Ciebie też dotyka ciepło tej jesieni,
ta młoda kobieta czegoś szuka w swoim plecaku,
wykłada na stół telefon i oliwki;
przyjdzie do ciebie zima,
przyjdą sny,
ale niebo jest cięższe każdej jesieni
i chytry anioł
wybiera sobie grzeszników
jak tłuste daktyle
z kolorowych opakowań.
Cierpkie słowiańskie syntagmy;
opowiada, jak kupowała koperty w budce z tytoniem,
jak zeszła do metra
i zlatujące się gołębie ocierały się o nią jak o deszcz;
kiedy tak mówi, nikt nie zauważa, że słońce zachodzi,
widzą tylko, że jej kości policzkowe
lekko ciemnieją.
Spróbuj jej teraz wyjaśnić,
że jesienne zegarki,
jeśli nie zbierze się ich w porę,
przejrzałe tryskają sokiem
na ubranie i dłonie,
a potem zlatują się osy
i przebijają żądłami twoją skórę
aż do samego serca.
Sprzątaczki korytarzy
Powoli skrobią podłogę jak pokład
stare sprzątaczki korytarzy;
słyszysz, poszeptują na schodach,
przemykają lękliwie pod ścianami,
długimi bosakami wyciągają z wody
piżmaki i gorzkie sny.
Półcienie wypełniają wszystkie pokoje,
jak węgiel wypełnia krążowniki;
sprzątaczki korytarzy
ostrymi nożami zdzierają łuskę,
wbijają w poranne słońce cygańskie szpilki;
jesień dobiega końca
i niebo jest tak ciemne, jakby ktoś zrzucił na stertę
odrąbane łby kur
i czarne róże.
Kiedy zmyją całą krew,
zbierają się na dworcach, piją grzane wino
i rozmawiają o tym,
że dzisiaj ryby błądzą w Dunaju,
nie mogąc wypłynąć na płyciznę
bez nocnych świateł
statków,
bez głosów z brzegu,
bez otworów i tuneli
w diabelskim lodzie.
Polski rock
Zasypiając, przypomniała sobie rzekę –
gdzieś we wgłębieniach snu, gdzie zapominała jego twarz,
ochłodzone koryto świeciło ze środka brązem,
choć nurt był zasypany śniegiem;
potem z mgły wytaczały się stare powojenne lokomotywy
i wychodzili robotnicy w kombinezonach z niebieskiego dżinsu.

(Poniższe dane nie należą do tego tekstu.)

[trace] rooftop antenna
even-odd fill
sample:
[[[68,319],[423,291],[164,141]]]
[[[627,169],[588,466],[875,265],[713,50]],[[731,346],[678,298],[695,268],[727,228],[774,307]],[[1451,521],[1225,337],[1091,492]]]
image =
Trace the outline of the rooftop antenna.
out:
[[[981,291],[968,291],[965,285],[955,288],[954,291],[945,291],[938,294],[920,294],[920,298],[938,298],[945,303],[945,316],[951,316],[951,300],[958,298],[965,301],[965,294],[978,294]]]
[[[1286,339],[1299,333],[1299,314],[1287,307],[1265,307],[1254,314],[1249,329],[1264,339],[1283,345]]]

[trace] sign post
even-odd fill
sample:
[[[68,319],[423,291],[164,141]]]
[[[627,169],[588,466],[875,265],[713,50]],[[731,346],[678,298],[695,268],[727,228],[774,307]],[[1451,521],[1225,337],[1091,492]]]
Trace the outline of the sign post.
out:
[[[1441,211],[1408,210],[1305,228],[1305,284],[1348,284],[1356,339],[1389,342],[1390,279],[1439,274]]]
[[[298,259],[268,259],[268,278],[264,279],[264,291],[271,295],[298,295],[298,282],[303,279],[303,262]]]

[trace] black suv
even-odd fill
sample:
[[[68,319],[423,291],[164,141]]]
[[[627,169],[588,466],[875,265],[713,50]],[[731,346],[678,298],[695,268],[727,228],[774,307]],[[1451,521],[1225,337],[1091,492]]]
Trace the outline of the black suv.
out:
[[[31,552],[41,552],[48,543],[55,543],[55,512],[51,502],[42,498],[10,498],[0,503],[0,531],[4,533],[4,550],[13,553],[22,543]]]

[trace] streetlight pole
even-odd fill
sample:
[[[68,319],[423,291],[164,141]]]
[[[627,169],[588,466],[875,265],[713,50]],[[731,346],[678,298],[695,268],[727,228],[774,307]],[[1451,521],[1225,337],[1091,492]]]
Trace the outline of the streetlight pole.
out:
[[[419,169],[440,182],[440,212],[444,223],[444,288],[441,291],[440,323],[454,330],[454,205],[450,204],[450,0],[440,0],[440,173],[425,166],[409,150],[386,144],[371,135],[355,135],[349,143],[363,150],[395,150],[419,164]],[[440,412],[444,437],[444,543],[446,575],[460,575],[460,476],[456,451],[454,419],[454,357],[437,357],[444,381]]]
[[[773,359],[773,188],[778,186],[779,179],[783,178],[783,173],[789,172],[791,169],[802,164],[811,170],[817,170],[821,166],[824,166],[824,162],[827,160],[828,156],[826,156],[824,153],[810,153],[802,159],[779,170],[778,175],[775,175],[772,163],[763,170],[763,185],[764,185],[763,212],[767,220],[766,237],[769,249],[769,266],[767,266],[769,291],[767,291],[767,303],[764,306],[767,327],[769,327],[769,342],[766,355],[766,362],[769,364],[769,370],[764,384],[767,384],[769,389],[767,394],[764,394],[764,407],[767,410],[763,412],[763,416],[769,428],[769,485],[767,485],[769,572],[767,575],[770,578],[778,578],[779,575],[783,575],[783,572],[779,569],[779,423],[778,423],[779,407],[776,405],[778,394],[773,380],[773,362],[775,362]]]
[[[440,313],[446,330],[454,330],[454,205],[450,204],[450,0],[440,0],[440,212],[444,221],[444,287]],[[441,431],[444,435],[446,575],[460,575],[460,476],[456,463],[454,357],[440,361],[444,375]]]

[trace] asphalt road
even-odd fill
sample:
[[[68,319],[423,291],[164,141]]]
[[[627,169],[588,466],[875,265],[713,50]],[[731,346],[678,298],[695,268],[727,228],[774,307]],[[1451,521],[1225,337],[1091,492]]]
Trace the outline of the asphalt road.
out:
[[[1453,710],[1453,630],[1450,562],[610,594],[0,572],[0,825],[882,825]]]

Znaleźliśmy się po różnych stronach zimy
i głos spikera, posłyszany przypadkiem w taksówce,
ciągle ci przypomina
lata osiemdziesiąte i radio
pełne polskiego rocka;
rock-n-roll, którego w parowozowniach słuchali mechanicy,
rock-n-roll, który przedarł się przez Karpaty,
rozcinając powietrze gdzieś koło Rawy Ruskiej;
nasz kraj nie jest tak wielki, byśmy mogli się w nim rozminąć,
nasze powietrze nie takie bezkresne,
żeby słuchać odmiennej muzyki.
Myślę, że gdyby istniała bezpośrednia łączność z Bogiem,
urzeczywistniałaby się właśnie za pomocą
tych ciepłych brązowych kopert
z płytami polskiego rocka,
z cienkimi zadrapaniami po paznokciach Boga
na czarnych polach;
możesz zobaczyć jego winylową skórę,
możesz usłyszeć jego truskawkową krew,
zmywając pył i
przecierając ścieżki
gąbką z octem.
Ptaki spłoszone przez wiatr
uspokoiły się, znajdując sobie miejsce
w przerwach pomiędzy uderzeniami jej serca,
nie wiedząc, co ona widzi we śnie;
o kim zapomina w suchym korycie rzeki:
cały bagaż jej życia to pieprzyki na skórze і
skasowane bilety w kieszeniach kurtki;
oto zima przewali się z jednego wzgórza na drugie
i nadejdzie gorąca pora,
kiedy z ziemi wyrośnie tyle różnych rzeczy,
aż powietrze będzie musiało unieść się odrobinę,
by nie zaczepiać o te długie, wysmukłe źdźbła,
które wyrastają nie wiadomo skąd i ciagną nie wiadomo dokąd
akurat pod jej oknem.
Nauczanie początkowe
Wszystko znowu zaczyna się od początku,
i mówię tak, jakbym widział ją po raz pierwszy –
wszystko jak zawsze, tylko dziś nazbyt chłodny
wiatr w skrzynkach pocztowych,
w pudełkach od zapałek smutnie dzwonią
żółte monety.
Po prostu nadchodzi ten wiek,
kiedy zaczynają śnić ci się rówieśnicy,
jakby czas zawracał, zapomniawszy czegoś.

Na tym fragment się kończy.